L’Assemblée nationale adopte le mécanisme européen de stabilisation
La France mobilisera 111 milliards d’euros.
La France mobilisera 111 milliards d’euros.
Les députés s’apprêtaient à valider, lundi 31 mai, la participation de la France au mécanisme européen de stabilisation, arrêté le 9 mai par les dirigeants européens. La France prendra ainsi sa part de la garantie, proportionnellement à sa participation dans le capital de la Banque centrale européenne (BCE), et sera prête à mobiliser 111 milliards d’euros. Cette somme s’intégrera dans le dispositif plus vaste de 750 milliards d’euros.
La grande majorité des élus se sont montrés favorables au texte (lire positions). En votant cette loi, les députés n’ont pas modifié l’équilibre des finances publiques, puisqu’ils n’ont touché ni aux recettes ni aux dépenses de l’État pour l’année à venir.
«A nous d’être aussi audacieux, créatifs et solidaires que les pères de l’Europe», a affirmé le ministre du budget François Baroin à la tribune de l’Assemblée nationale, en encourageant les députés à voter pour le texte.

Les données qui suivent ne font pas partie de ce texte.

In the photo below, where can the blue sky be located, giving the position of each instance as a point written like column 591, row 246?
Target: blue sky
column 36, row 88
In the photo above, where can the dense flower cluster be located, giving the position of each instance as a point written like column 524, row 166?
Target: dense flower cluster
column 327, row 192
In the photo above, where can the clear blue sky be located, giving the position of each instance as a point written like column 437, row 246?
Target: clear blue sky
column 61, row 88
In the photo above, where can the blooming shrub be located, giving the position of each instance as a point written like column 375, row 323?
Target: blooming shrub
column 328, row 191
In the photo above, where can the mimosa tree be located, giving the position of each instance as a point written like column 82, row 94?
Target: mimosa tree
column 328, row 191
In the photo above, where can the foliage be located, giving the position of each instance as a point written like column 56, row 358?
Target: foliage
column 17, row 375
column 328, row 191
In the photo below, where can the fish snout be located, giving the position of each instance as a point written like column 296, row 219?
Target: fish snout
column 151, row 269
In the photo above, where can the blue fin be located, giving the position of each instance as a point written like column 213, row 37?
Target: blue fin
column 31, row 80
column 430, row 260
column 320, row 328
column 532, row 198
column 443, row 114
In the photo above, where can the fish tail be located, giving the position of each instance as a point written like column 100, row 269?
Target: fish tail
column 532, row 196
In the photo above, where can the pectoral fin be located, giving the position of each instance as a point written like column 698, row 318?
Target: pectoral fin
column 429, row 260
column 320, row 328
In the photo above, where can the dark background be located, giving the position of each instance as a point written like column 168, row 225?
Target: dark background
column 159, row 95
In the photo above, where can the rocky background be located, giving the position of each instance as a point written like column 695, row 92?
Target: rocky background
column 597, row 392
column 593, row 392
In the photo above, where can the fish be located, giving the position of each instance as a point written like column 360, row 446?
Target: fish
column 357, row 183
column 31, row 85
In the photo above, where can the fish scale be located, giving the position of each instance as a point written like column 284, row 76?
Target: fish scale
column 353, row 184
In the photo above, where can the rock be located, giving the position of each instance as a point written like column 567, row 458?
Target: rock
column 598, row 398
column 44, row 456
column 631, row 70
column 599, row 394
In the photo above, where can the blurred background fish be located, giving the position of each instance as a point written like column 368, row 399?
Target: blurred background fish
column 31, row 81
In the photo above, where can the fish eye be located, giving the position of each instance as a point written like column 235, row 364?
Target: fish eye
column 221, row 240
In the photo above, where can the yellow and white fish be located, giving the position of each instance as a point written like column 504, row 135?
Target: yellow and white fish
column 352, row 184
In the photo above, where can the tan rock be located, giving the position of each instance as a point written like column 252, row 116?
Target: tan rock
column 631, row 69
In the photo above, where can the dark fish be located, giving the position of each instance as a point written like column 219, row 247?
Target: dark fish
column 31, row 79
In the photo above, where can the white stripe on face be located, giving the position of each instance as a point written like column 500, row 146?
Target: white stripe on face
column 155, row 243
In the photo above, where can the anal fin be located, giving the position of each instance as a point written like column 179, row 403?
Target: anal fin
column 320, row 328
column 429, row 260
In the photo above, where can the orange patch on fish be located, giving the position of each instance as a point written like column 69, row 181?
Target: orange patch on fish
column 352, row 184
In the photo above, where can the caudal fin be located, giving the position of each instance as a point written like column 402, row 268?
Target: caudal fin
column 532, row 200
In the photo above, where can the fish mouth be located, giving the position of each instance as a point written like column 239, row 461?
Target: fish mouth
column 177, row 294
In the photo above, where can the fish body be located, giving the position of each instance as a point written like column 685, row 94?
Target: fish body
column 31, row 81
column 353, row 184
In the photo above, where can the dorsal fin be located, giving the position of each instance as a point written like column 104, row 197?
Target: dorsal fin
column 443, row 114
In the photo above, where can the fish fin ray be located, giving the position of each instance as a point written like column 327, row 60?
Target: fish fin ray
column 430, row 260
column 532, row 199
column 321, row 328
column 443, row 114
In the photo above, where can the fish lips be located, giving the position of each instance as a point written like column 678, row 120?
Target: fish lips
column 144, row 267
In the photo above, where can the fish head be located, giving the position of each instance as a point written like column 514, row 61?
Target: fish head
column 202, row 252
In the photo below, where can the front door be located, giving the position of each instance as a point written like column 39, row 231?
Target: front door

Ce vote est intervenu en même temps que la publication, dans Le Monde daté du 1er juin, d’un entretien avec Jean-Claude Trichet. Le président de la Banque centrale européenne se prononce en faveur de la création de «l’équivalent d’une fédération budgétaire en termes de contrôle et de surveillance de l’aplication des politiques en matière de finance publique».
Interrogé sur l’existence d’un «plan B» si la Grèce ne tient pas ses engagements, Jean-Claude Trichet répond : «Cela ne fait pas partie de nos hypothèses de travail.» Il défend également la décision de la BCE d’intervenir sur les marchés secondaires pour racheter de la dette de certains États. Cette décision avait notamment été critiqué par le président de la Bundesbank. «Nous sommes totalement indépendants des gouvernements et des groupes de pression de toute nature», souligne-t-il.
POSITIONS
Selon le président de la commission des Finances Jérôme Cahuzac (PS), il est «normal que les spéculateurs se défendent contre les spéculateurs quels qu’ils soient». Interrogé sur les propos du président de la BCE, le député socialiste estime que «Jean-Claude Trichet veut davantage de pouvoirs supra-nationaux et croit espérer pouvoir les assumer. Il s’est bien comporté pendant la crise grecque. Je préfère retenir cette attitude que certaines propositions», affirme-t-il.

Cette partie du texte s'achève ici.